06 de junho de 2025

O vocábulo Bushidô é composto por dois ideogramas: Bushi, que significa guerreiro, e Dô, o mesmo do Ju-dô, que significa caminho. Em tradução livre, representa o “código do guerreiro”. Os temidos samurais — elite de combatentes do Japão feudal — serviam com lealdade aos Daimyôs (senhores feudais) que governaram até a Guerra Civil Sengoku (1467–1615), período que culminou com a ascensão do xogunato Tokugawa, responsável por um longo ciclo de paz e isolamento do país.
A arte marcial dos samurais era o ju-jutsu, empregada nas batalhas em que a sobrevivência era ditada pela espada. Mas o que o judô tem a ver com essa história?
Sim, o judô está conectado a esse legado. Primeiro porque o shihan Jigoro Kano estudou diversas escolas de ju-jutsu para criar o ju-dô — um método que se afastava da violência bélica e assumia intencionalidade pedagógica.

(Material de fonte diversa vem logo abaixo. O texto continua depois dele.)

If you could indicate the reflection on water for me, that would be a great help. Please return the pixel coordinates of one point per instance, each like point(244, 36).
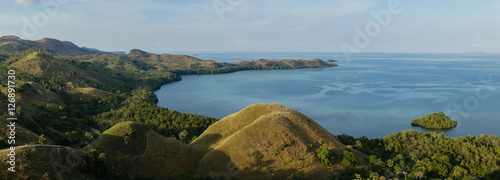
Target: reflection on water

Infelizmente, ainda hoje encontramos senseis que defendem o judô como arte marcial. A palavra “marcial” deriva de Marte, o Deus romano da guerra, e se aplica com precisão, por exemplo, ao Krav Maga, sistema utilizado pela Mossad israelense para neutralizar o inimigo.
Retomando a reflexão sobre o judô, é possível analisá-lo sob duas perspectivas complementares:
a) Judô educacional — como idealizado pelo pedagogo Jigoro Kano, reitor da Universidade de Tsukuba, na província de Ibaraki, onde tive a honra de estudar como bolsista do Ministério da Educação do Japão (Mombusho). A escola, como equipamento social, deve incluir em seu currículo de Educação Física, conforme determina a Lei de Diretrizes e Bases da Educação, os conteúdos de luta. O judô contribui para a formação integral do educando. No entanto, poucos professores abordam esses conteúdos, muitas vezes por se sentirem despreparados para isso. Imaginem se fosse um judô com ênfase marcial…
b) Judô como esporte olímpico — onde o Brasil tem uma das maiores conquistas em seu modesto quadro de medalhas olímpicas. Também aqui não cabe a noção de “marcialidade”, mas sim de esporte de combate, assim como o boxe, o wrestling, a esgrima e o taekwondo.
É preciso, portanto, repensar a terminologia adotada. Judocas não são samurais e o judô não é uma arte marcial no sentido clássico. Trata-se de uma prática esportiva e educacional, recomendada justamente para a formação de uma juventude saudável, ética e disciplinada. O respeito ao senpai e ao kohai promove equilíbrio hierárquico e relações humanas mais conscientes dentro e fora dos dojôs.
Afinal, de guerras o mundo já está farto — elas irrompem a paz em todos os continentes por interesses mesquinhos. No ambiente dos esportes de combate, o que há é o confronto simbólico, pautado por regras, valores e pelos conceitos do Jogo Limpo e do fair play.
Apesar de associado aos campos de batalha e à figura idealizada do samurai, o Bushidô não deve ser visto apenas como um código de guerra. Mais do que técnica ou violência canalizada, ele propunha uma forma de estar no mundo — uma conduta ética, forjada no respeito, no dever e na busca constante pelo aperfeiçoamento interior.
Influenciado pelo xintoísmo, pelo confucionismo e pelo zen-budismo, o Bushidô sintetiza sete virtudes centrais: retidão, coragem, compaixão, cortesia, sinceridade, honra e lealdade. Mas talvez sua maior virtude seja a de transcender o tempo e os campos de batalha para inspirar práticas voltadas à paz, à dignidade e à formação do ser.
“É nesse esforço diário, silencioso e generoso que o Bushidô deixa de ser mito para se tornar caminho — ou melhor, dô.”
É nesse ponto que a crítica ao “mito do Bushidô” se torna oportuna. Pois se, por um lado, o código do guerreiro foi romanticamente apropriado pela cultura pop, por outro, seu verdadeiro legado reside nas práticas que educam, humanizam, acolhem e transformam.
Dessa forma, o judô não é uma arte marcial no sentido convencional. Trata-se de uma prática socioeducativa, ancorada nos pilares do Bushidô, voltada à construção do caráter, ao domínio de si mesmo e à formação de cidadãos éticos e resilientes. No tatami, o combate é simbólico. A verdadeira luta é interna — contra a indisciplina, a arrogância, a injustiça e o ego.
O judoca que compreende esse espírito não luta para vencer o outro — luta para vencer a si mesmo, como propôs Jigoro Kano.
E é exatamente nesse esforço diário, silencioso e generoso que o Bushidô deixa de ser mito para se tornar caminho — ou melhor, dô.